‘I Love Lucy’: Ranch Home Once Owned by Desi Arnaz Sold for Massive Amount in 2015

by Suzanne Halliburton
Photo by CBS via Getty Images

Back in 1960, Desi Arnaz was dealing with a divorce from Lucille Ball. They no longer were one of Hollywood’s It couples. So the actor/musician decided to pour himself into nostalgia.

He built a house that was a replica of his home from Cuba. Arnaz designed the 4,400-square-foot, Spanish-style home himself. He grew up in a wealthy family in Cuba, so the house reflected that. His dad was mayor back in Santiago and a member of the Cuban House of Representatives. Arnaz’s new house sat on a hill and had a panoramic view of his property, which included his horse-breeding farm. This was in Eastvale, Calif. At the time, it was an unincorporated area in Riverside County near Los Angeles.

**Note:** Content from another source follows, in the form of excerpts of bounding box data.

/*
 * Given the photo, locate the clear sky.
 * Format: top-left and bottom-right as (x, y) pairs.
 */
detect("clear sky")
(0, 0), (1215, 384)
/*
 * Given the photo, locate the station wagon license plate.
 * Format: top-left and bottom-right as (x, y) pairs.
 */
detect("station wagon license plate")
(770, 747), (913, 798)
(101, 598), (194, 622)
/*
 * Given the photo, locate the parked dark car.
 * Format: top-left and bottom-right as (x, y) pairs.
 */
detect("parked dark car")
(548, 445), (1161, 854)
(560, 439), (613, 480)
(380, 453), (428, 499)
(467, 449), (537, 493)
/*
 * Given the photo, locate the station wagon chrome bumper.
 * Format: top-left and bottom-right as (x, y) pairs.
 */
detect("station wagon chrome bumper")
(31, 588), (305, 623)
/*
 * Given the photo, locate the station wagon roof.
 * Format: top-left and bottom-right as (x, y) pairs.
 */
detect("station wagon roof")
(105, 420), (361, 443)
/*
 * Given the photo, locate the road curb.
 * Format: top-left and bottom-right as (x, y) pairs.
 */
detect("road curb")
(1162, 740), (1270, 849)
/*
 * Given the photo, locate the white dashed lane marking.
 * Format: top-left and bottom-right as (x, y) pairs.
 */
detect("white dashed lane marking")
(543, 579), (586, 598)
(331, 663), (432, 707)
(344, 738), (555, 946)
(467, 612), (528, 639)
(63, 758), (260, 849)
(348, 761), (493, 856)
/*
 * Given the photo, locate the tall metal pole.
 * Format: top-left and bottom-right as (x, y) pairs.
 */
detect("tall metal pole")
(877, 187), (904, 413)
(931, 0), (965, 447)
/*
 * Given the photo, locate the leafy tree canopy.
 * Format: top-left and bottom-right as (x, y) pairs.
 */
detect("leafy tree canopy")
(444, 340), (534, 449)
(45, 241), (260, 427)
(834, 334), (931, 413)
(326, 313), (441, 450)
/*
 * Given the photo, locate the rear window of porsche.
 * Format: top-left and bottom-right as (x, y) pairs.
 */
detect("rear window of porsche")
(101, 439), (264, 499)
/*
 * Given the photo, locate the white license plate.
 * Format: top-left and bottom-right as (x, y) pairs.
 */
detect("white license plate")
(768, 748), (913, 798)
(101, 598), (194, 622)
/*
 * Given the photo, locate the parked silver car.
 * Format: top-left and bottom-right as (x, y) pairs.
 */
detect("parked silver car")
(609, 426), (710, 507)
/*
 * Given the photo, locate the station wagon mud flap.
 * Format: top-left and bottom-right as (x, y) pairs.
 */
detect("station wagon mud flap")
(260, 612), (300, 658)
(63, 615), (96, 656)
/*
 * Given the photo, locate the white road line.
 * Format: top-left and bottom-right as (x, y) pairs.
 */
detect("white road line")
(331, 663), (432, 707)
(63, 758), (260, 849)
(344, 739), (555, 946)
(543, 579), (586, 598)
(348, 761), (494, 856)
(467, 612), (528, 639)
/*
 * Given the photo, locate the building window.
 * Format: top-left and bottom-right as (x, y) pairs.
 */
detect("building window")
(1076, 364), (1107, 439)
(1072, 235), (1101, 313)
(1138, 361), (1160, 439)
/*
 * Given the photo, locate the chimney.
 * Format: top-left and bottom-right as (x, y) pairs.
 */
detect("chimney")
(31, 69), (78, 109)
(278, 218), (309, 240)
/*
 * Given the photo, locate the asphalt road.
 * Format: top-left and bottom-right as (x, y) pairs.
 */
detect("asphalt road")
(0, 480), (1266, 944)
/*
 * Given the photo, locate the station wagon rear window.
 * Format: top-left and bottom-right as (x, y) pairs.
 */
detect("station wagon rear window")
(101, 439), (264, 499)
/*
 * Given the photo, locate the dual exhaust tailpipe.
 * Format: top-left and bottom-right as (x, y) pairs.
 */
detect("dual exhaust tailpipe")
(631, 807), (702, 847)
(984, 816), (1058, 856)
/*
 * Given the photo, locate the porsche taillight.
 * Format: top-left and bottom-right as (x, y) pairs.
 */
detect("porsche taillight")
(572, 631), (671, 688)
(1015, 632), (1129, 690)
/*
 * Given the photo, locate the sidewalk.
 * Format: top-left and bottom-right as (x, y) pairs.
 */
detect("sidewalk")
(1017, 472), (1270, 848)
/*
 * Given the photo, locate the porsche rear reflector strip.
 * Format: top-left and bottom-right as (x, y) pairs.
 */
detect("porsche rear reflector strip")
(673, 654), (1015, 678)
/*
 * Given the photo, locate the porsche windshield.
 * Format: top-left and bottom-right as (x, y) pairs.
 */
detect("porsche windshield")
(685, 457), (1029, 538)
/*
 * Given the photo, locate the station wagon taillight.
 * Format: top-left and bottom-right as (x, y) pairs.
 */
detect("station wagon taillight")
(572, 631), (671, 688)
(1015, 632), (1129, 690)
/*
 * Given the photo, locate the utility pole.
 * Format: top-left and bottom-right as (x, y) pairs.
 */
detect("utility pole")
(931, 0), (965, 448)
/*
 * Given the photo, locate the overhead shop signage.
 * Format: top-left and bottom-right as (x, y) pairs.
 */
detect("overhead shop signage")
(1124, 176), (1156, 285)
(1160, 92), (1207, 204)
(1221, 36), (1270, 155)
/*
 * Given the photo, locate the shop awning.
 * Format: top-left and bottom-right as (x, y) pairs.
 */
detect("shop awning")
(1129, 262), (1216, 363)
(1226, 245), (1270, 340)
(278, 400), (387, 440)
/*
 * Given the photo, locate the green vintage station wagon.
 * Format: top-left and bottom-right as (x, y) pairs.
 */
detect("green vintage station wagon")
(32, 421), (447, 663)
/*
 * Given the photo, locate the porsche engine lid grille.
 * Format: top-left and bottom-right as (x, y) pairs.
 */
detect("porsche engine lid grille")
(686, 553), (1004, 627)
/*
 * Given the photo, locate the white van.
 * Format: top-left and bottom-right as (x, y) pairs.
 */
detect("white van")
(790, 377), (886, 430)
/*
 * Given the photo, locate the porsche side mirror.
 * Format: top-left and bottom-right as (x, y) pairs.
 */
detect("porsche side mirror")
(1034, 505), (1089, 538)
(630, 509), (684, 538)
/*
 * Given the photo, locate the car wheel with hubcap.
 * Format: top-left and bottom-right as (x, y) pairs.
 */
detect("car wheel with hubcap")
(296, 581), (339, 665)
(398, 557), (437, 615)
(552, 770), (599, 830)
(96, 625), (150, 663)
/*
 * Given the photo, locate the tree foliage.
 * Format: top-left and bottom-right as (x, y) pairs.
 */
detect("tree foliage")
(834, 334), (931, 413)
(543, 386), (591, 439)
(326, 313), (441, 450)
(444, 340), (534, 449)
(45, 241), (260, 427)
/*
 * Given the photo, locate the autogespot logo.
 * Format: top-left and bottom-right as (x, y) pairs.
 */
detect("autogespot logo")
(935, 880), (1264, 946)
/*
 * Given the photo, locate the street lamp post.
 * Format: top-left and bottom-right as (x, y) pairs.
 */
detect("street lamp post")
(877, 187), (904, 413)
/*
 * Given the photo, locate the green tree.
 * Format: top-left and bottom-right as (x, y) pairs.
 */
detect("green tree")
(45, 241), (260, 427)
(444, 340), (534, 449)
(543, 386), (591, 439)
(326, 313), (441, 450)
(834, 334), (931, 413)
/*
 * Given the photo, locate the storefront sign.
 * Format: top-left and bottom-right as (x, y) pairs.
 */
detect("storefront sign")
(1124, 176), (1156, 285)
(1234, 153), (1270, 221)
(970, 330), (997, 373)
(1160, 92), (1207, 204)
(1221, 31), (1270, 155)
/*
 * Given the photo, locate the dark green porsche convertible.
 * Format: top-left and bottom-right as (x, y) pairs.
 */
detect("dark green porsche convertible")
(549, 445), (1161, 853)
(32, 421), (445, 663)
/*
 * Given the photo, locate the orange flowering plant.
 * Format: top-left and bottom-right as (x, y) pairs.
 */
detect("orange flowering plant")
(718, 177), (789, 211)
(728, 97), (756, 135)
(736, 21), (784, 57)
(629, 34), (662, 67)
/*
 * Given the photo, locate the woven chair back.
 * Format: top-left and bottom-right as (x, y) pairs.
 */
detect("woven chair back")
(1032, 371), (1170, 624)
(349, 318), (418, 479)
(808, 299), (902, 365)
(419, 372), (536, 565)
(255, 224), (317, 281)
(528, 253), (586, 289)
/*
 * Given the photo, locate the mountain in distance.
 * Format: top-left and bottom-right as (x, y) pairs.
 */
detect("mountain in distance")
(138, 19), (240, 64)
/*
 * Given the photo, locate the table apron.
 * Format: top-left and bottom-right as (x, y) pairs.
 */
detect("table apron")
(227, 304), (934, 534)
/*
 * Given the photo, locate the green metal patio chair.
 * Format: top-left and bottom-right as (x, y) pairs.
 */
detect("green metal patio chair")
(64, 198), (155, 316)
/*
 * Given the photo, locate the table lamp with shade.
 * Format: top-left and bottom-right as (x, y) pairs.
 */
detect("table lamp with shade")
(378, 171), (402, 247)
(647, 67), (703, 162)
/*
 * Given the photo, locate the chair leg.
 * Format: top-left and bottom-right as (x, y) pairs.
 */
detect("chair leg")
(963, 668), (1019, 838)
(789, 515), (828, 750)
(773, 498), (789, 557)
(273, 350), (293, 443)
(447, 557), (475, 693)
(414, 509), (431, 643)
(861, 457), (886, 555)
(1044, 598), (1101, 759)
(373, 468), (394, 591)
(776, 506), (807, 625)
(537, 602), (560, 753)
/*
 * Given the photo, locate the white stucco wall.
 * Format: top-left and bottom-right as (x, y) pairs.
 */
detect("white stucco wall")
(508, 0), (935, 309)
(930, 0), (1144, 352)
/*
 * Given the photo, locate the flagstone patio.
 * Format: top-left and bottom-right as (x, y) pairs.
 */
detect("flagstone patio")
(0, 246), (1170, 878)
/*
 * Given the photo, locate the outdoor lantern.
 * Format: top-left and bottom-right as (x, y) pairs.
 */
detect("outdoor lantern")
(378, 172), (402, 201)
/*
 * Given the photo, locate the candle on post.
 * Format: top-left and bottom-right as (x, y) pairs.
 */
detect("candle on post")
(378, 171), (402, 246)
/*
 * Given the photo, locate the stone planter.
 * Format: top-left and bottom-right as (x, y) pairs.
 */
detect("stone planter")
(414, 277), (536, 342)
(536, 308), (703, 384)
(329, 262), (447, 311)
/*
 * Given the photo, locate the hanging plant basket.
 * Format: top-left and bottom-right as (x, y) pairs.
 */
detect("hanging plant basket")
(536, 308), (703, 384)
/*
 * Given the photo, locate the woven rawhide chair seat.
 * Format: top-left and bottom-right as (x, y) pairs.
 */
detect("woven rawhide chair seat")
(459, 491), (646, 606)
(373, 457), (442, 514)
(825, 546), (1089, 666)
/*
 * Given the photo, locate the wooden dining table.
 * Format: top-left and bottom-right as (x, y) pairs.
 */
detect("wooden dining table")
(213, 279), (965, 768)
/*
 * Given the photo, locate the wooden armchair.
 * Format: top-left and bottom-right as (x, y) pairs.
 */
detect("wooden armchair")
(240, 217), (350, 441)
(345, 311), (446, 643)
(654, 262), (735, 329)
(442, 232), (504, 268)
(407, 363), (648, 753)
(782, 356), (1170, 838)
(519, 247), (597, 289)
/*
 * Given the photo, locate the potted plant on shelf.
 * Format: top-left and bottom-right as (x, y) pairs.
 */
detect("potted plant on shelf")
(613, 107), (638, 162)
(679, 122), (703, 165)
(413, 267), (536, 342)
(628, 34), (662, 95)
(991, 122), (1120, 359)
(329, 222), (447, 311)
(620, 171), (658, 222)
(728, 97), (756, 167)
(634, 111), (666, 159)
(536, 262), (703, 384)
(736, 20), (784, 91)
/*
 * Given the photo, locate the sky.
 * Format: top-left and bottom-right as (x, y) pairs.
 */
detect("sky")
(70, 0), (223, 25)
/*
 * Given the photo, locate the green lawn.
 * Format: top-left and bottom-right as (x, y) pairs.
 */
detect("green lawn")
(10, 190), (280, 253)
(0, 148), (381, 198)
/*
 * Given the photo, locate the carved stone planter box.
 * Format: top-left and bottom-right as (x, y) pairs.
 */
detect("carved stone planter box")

Arnaz had this inscription above the front door:

Benvenidos a la casa de Don Desiderio Alberto Arnaz y de Acha III . That translated to “Welcome to the home of Mr. Desiderio Alberto Arnaz and of Acha III.”

Arnaz Kids Loved Visiting Horse Ranch

Desi Arnaz Jr., the only son of Desi and Lucy, loved visiting the ranch. He and his sister, Lucie, spent weekdays with their mother in Los Angeles and weekends at their dad’s horse ranch.

Arnaz Jr. told the Riverside Press-Enterprise that he thought his dad wanted to reimagine his childhood in Cuba. Plus, the kids had room to roam. There were huge holiday get-togethers, featuring guests like Bing Crosby and Jimmy Durante. Plus, cast members from “I Love Lucy” would visit.

“I had horses and go karts,” Arnaz Jr. said. “Back then we were the only people out there. It used to be all horses and cattle farms. It was fun.”

Arnaz also said: “He loved animals and he loved nature. One of the great things my father gave to me is an appreciation of nature. He’d look at a sunset and say, ‘God really outdid himself.’”

Local Businessman Saved Desi Arnaz Home

The elder Arnaz died in 1986. He’d already dissolved his horse breeding business. But the house still was on the property. Bert Altfillisch’s assignment was to demo the property and clear the way for a cheese factory. So Altfillisch saved the home divided into three sections and moved it to his property across town. Altfillisch bred and trained race horses.

Altfillisch died in 2006. His son inherited the home. By 2012, most of the property was set to be developed for residential homes. But Altfillisch stipulated that the house could not be torn down. Jurapa Community Services, as part of the Santa Ana River Trail Extension Project, bought the home in 2015 for $2.5 million.

It’s still being renovated. Richard Welch, director of the city’s Parks and Community Affairs Director, told the CBS affiliate:

“It is one of the few things left in Eastvale with some history to it.”

The Desi Arnaz home is in Phase 2 of the renovation project.

Once it’s finished, the home will be used for a variety of community events, including weddings. And all will know about the original owner, Desi Arnaz.